Uma nova opção em São Paulo os Pets, Padaria para cães



O cenário de alta competitividade no mercado para animais de estimação empurra novos empresários em direção a soluções cada vez mais criativas, para não dizer inusitadas entre produtos e serviços. Nesse sentido, ganha espaço uma nova tendência que busca adaptar para cães e gatos modalidades de consumo tipicamente humanas.
Atualmente, é possível encontrar no varejo variedades como panetones, muffin e sorvete para cães e gatos, com sabores de morango, chocolate e bacon. O objetivo, segundo os responsáveis pelas inovações, é o de gerar espanto para, em seguida, arregimentar o interesse do consumidor - além de garantir espaço na concorrida gôndola dos pet shops.
A perspectiva de atrair clientes curiosos foi a motivação por trás do investimento de Paulo Silva, que há dois anos investiu R$ 500 mil para adquirir uma marca de sorvetes para animais de estimação, a Ice Pet. A empresa tinha sido lançada há alguns anos antes por duas veterinárias paulistas, mas o negócio não emplacava por causa dos custos operacionais da iniciativa: era preciso investir em geladeiras para colocar os produtos nos pet shops.

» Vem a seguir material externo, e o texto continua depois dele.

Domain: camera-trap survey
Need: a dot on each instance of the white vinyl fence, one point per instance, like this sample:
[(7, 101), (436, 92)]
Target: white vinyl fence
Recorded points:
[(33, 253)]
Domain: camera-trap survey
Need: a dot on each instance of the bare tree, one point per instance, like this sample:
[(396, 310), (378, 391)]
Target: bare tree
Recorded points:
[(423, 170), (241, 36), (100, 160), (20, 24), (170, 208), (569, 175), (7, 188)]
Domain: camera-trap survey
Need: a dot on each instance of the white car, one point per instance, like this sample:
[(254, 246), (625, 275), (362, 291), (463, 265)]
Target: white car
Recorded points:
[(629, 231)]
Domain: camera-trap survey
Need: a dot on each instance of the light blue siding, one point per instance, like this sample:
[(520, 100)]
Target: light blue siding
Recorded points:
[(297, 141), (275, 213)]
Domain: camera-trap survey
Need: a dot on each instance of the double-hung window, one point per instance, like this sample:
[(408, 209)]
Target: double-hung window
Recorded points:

Capitalizado, Silva assumiu a empresa e comprou duas centenas de geladeiras, o que rapidamente multiplicou a presença dos sorvetes nas lojas. "Quando eu assumi, tínhamos dois clientes e, um deles, logo encerrou o contrato", lembra Silva, que no ano passado desenvolveu uma versão do Ice Pet na forma líquida. "O cliente compra o produto em sachês e, em casa, coloca no freezer. É uma forma de ganhar escala e diminuir a dependência com as geladeiras." Segundo ele, a marca já está em 1 mil pontos de venda e, em 2013, faturou R$ 600 mil.
Antes de comprar a marca de sorvete, no entanto, Silva já havia empreendido no ramo, com quatro pet shops. "Eu vendi as lojas para me concentrar em outro negócio. Mas antes de retornar ao mercado, eu sabia que era preciso ter uma proposta diferente para crescer", conta.
Outro que se diz sem concorrentes, pelo menos por hora, é o ex-cabeleireiro Alessandro Padilha. Ele acaba de inaugurar no bairro do Tatuapé uma padaria para cães e gatos, a Gold Gourmet Pet. Padilha colocou R$ 80 mil no projeto que desenvolve há pelo menos um ano. "Era um sonho antigo meu", conta o empreendedor, que diz ter se guiado mais pelo coração do que, de fato, pelo marketing. "Sempre me incomodei com a situação dos cães que comem apenas ração. Imagina você comer arroz e feijão todos os dias, até o fim da sua vida? Eu queria lançar algo natural para os animais e saí pelo mercado vendo o que já existia nesse sentido", relembra Padilha.
Com a ajuda de uma especialista em nutrição animal, ele desenvolveu uma série de receitas - de muffin a biscoitos e tortas salgadas - que ele vende por R$ 4,50 na padaria. "Estou esperando a autorização do Ministério da Agricultura para começar a vender receitas congeladas, que entram em substituição à ração", diz Padilha.
Opinião
Para Tales Andreassi, que é coordenador do Centro de Empreendedorismo e Novos Negócios da Fundação Getulio Vargas, o mercado de animais de estimação tem espaço para inovações, sobretudo na área de produtos e serviços.
O especialista, contudo, faz uma ressalva quanto à tendência de adaptar hábitos de consumo humanos. "Nem tudo é viável. Algumas ideias eu acho que até podem se tornar uma moda e obter certo sucesso. Mas, depois, isso pode perder força. É preciso avaliar muito bem o negócio antes", conta. As informações são do jornal O Estado de S. Paulo.